あれから特に変わった事はなく…、いやケヴィンが登下校を一緒にする事以外は何も変化はない。


私もシーラに対してもいつも通り過ごす事が出来ていた。



そんな日常に慣れ始めた頃、私は中庭を抜けて図書室へ向かっていた。



バタバタと走る音がするが、生憎本と資料で前が見えない。


元気だななぁ。と一人言ながらゆっくり歩みを進めていると、通り過ぎた足音は此方へ戻って来た。



「マーガレット嬢!?」


「…その声はケヴィン様?」



通り過ぎたのはケヴィンだった。私に気づいたケヴィンは荷物を半ば強引に半分以上持ってくれる。



「急いでいたのでは?」


「あ〜…いや、大丈夫だ。」



私が走り去ろうとしたケヴィンに大丈夫かと尋ねると、少し気まづそうに言葉を濁しながら頬が少し赤くなっているケヴィンに気づいた。



「おい、ケヴィン!早くこ…ん?君は…。」



声がする方を見ると、私をジッと見る少年に出会った。



私…知ってるわ。


うん。あれだ。ケヴィンの…マブ友だ。



彼はユーリ。ユーリ・アンブリッジ。この世界で主人公だった男の子だ。確か、ケヴィンと学年は同じだった筈。

よく喧嘩やサボりを一緒に…って事はサボって逃げていたのかな?


私が二人を交互に見ていると、また足音が聞こえて来た。




「ユーリ!ケヴィン!見つけましたわ!」


「「げっ…。」」



反対側から声がして、振り向くとユーリとケヴィンは声を揃えて顔をしかめた。



…うん。やっぱり来た。


二人がサボろうとすると、必ず追いかけて来る令嬢がいたのを思い出した。


ケイト・ワグナー。彼女はユーリの幼馴染だ。




「また授業をサボろうとなさったのね!」


「ち、近道したんだよ。」


「俺は、マーガレット嬢が重そうな荷物を持っていたから…!」


「!」


「「マーガレット嬢?」」



追いかけて来た少女に言い訳する二人。

って、ケヴィン今私を巻き込みましたか!?


ケヴィンが私の名前を呼んでしまったので、二人の視線が私に向く。



あまり関わりたくないのだけれど…。仕方ないわよね。




「…初めまして、マーガレット・ブランと申します。この様な格好で申し訳ありませんが…。」



荷物を持っていて挨拶がちゃんと出来ない事を詫びると、彼女は笑顔で大丈夫ですと言ってくれる。




「初めましてマーガレット様。私はケイト・ワグナーと申します。」


「俺はユーリ・アンブリッジ。よろしく、マーガレット嬢。」



二人は挨拶を返してくれると私が持っていた荷物に気づいて、ケイトはユーリに私の荷物を持つ様に言うと、断る間もなく私の手から荷物が消える。
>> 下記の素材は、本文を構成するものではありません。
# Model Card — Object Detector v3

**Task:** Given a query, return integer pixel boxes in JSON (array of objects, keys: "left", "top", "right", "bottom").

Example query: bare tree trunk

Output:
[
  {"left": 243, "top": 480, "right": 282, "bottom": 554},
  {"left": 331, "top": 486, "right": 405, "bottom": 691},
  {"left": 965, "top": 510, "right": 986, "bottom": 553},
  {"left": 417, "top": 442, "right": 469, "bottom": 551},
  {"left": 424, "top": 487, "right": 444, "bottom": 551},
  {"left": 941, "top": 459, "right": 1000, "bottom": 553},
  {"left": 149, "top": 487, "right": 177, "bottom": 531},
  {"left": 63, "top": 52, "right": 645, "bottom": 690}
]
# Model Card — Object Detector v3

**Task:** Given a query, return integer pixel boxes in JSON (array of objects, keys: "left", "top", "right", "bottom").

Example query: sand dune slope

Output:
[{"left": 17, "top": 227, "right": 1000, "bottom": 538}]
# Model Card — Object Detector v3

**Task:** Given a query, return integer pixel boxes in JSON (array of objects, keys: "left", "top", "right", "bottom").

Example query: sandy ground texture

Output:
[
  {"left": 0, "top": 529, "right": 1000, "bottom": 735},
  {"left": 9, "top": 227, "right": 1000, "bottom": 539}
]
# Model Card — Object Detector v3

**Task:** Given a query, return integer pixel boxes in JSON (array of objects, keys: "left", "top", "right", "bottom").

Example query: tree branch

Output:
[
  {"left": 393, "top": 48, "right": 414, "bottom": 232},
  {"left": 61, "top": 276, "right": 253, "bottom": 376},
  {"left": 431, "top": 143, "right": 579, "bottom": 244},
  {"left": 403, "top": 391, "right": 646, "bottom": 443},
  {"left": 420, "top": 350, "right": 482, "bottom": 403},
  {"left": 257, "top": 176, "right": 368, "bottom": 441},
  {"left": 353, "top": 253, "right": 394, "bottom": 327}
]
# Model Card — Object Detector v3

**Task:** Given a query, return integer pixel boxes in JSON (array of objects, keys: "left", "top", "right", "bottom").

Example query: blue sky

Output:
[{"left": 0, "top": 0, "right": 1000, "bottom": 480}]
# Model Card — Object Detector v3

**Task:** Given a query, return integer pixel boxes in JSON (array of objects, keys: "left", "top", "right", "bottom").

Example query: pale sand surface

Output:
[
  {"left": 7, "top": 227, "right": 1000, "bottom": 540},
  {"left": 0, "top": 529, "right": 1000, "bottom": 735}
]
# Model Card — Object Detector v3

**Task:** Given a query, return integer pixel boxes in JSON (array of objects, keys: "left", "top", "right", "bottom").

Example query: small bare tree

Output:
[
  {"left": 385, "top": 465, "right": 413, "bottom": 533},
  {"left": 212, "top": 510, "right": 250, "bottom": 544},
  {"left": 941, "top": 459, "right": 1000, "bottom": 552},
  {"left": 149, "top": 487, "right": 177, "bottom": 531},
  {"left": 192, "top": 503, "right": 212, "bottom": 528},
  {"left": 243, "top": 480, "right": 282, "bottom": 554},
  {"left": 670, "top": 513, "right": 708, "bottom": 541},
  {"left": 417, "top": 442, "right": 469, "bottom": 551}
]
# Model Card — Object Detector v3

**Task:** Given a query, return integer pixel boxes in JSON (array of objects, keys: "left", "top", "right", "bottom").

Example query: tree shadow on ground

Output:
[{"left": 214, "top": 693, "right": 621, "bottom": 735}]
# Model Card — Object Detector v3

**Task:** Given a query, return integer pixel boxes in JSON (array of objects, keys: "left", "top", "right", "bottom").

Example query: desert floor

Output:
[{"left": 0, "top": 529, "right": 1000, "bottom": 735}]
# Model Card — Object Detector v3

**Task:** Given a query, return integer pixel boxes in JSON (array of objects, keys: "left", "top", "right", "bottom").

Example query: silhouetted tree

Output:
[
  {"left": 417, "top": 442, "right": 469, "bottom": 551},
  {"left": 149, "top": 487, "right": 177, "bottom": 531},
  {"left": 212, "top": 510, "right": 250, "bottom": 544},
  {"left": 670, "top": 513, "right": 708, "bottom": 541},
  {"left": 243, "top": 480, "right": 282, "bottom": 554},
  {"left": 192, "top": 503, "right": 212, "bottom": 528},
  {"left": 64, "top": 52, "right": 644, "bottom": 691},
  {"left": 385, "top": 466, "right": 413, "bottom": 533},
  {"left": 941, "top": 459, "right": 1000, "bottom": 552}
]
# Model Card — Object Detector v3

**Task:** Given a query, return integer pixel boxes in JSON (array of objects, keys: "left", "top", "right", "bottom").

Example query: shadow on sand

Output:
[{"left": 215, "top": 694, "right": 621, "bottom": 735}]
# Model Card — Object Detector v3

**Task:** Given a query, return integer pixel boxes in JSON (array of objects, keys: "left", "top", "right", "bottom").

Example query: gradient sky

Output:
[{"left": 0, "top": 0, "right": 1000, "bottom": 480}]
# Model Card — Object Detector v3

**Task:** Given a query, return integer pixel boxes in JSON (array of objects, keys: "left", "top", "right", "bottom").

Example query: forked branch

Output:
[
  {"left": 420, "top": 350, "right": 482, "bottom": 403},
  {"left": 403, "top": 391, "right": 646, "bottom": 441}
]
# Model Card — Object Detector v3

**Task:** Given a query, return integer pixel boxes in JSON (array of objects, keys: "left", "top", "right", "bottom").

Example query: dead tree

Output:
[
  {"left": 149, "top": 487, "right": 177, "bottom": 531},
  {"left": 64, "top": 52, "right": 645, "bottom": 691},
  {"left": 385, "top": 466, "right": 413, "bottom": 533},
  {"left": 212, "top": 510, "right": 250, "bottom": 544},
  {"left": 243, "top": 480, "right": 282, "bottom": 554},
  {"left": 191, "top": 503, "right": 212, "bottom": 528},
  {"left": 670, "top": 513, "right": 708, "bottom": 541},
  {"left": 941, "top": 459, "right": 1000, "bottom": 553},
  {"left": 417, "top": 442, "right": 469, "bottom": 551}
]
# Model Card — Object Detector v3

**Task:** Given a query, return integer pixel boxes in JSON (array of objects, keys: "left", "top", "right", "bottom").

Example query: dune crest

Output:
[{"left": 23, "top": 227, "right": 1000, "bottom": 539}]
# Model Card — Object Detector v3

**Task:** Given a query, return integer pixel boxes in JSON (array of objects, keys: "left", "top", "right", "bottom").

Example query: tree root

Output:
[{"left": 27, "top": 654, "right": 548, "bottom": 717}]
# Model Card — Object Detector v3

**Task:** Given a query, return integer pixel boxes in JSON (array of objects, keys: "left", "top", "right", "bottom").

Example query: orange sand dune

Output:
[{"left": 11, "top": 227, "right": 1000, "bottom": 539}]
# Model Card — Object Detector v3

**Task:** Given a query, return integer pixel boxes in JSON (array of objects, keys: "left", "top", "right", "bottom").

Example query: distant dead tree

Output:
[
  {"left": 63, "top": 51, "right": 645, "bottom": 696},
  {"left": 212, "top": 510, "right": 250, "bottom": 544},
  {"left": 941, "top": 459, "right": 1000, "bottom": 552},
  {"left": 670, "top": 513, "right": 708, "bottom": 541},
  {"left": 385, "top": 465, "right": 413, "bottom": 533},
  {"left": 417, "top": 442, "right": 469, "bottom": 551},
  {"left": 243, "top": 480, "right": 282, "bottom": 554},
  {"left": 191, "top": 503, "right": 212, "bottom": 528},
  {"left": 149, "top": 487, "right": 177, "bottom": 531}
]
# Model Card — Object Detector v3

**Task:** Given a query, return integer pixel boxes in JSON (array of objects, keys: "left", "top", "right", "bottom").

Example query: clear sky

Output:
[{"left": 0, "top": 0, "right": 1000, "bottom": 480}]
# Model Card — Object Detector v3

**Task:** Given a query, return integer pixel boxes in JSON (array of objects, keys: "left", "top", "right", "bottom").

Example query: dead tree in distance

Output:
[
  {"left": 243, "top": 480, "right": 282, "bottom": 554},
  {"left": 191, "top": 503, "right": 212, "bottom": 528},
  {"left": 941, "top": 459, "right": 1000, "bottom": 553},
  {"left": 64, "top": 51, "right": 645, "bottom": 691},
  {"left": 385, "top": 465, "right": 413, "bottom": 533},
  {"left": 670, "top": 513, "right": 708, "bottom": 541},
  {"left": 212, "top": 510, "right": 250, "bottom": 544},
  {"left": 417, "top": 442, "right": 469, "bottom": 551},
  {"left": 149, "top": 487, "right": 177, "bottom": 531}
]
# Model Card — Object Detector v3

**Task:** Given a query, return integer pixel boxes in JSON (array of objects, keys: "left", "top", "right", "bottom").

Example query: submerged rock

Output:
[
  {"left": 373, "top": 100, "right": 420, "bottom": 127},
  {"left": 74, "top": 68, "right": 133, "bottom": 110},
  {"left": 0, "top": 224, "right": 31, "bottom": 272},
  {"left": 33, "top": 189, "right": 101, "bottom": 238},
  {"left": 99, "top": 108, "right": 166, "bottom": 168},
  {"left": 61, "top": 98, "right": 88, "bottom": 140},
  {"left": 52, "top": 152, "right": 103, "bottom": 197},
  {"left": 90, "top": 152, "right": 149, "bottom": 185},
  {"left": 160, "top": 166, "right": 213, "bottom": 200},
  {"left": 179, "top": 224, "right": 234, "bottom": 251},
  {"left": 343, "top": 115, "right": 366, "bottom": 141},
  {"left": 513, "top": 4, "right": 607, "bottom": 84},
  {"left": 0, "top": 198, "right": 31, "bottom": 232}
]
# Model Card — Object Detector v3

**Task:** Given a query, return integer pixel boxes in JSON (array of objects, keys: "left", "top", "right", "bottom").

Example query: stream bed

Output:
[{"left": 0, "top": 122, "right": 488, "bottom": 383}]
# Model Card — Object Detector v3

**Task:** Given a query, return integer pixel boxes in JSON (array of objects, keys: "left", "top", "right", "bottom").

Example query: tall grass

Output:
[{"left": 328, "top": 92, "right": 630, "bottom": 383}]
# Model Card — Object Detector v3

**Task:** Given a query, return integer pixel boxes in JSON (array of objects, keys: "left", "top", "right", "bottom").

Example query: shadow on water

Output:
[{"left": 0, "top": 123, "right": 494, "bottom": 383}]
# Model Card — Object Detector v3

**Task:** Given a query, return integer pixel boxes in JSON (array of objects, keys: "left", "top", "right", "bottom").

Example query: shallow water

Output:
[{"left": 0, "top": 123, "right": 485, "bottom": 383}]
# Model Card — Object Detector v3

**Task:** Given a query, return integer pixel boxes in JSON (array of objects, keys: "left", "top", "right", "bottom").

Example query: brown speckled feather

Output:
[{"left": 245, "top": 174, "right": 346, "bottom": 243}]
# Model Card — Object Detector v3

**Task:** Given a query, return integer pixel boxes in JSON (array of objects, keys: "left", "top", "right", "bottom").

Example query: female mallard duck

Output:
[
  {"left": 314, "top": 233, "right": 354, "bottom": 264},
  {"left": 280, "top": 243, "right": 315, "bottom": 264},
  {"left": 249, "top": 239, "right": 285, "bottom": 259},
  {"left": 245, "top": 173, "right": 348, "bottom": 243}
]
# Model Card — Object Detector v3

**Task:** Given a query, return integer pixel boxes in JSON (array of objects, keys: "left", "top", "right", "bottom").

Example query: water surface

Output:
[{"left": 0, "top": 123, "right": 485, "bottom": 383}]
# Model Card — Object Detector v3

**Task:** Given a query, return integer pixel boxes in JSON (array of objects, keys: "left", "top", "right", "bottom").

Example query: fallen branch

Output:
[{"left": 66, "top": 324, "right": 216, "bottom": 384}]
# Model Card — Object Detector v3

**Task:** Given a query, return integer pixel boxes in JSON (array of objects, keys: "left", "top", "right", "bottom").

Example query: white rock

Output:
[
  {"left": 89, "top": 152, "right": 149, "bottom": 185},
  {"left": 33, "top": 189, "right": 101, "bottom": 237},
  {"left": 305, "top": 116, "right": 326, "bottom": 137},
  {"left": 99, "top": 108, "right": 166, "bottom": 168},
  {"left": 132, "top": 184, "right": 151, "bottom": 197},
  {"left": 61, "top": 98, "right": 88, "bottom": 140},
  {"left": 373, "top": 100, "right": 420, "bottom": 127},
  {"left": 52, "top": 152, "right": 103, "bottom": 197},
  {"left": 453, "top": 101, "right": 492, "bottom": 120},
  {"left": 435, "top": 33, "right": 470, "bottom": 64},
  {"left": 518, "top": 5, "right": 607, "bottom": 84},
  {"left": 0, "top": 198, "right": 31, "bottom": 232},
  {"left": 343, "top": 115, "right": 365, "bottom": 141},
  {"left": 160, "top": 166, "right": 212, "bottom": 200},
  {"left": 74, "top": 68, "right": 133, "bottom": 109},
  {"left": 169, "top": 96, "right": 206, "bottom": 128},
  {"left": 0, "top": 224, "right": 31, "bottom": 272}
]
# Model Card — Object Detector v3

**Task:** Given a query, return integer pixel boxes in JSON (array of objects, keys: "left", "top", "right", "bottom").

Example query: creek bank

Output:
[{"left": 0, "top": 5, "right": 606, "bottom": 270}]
三人は図書室まで荷物を持ってくれると言うので、甘えさせてもらう事にした。


行きながらケヴィンと知り合った経緯などを根掘り葉掘り聞かれる事になった。



「じゃあ、マーガレット様はケヴィンのお姉様のご友人だったのですね。」


「ええ。大切なお友達ですよ。」


ケイトに言われて微笑むと、三人は目を見開いて顔を背けた。



「…なるほど。これが噂の…。」


「…な?」


「破壊力が半端ないな…。」



三人は一体何を言っているのだろう。ボソボソと話をしている三人は首を傾げる私に向き直って、私に何でもないと言ってまた図書室への道を歩いて行き、無事荷物を渡す事が出来た。



「ユーリ様ケイト様ケヴィン様、助けて頂いてありがとうございました。」


「いやいや、〝月下の君〟に会えて光栄だったよ。」


「月下の君…?」


「あ、馬鹿っ!!」



お礼を言った私にユーリが笑いながら言うと、ケイトがユーリを叩いた。

痛そう…。



と言うか、何その〝月下の君〟って。



「あ〜、マーガレット嬢。俺達もう授業に戻らないと…。」


「あ、はい。…ありがとうございました。」


「…また放課後。」



私がその事を聞く前にケヴィンは二人を連れて去って行ってしまった。

スッキリしないまま教室に戻ると、シーラが待っていた。



「ねえシーラ。〝月下の君〟って何かしら?」


私がそう尋ねると教室がシンッと、静まり返った。



「え…?」



何これ。怖い…。


周りの視線が私に集中していて、私は持っていた本で顔を半分隠した。

何なんだろう?〝月下の君〟って禁句なの?



シーラを見ると、気まづそうに曖昧な笑みを浮かべていた。


月下の君…謎ですね。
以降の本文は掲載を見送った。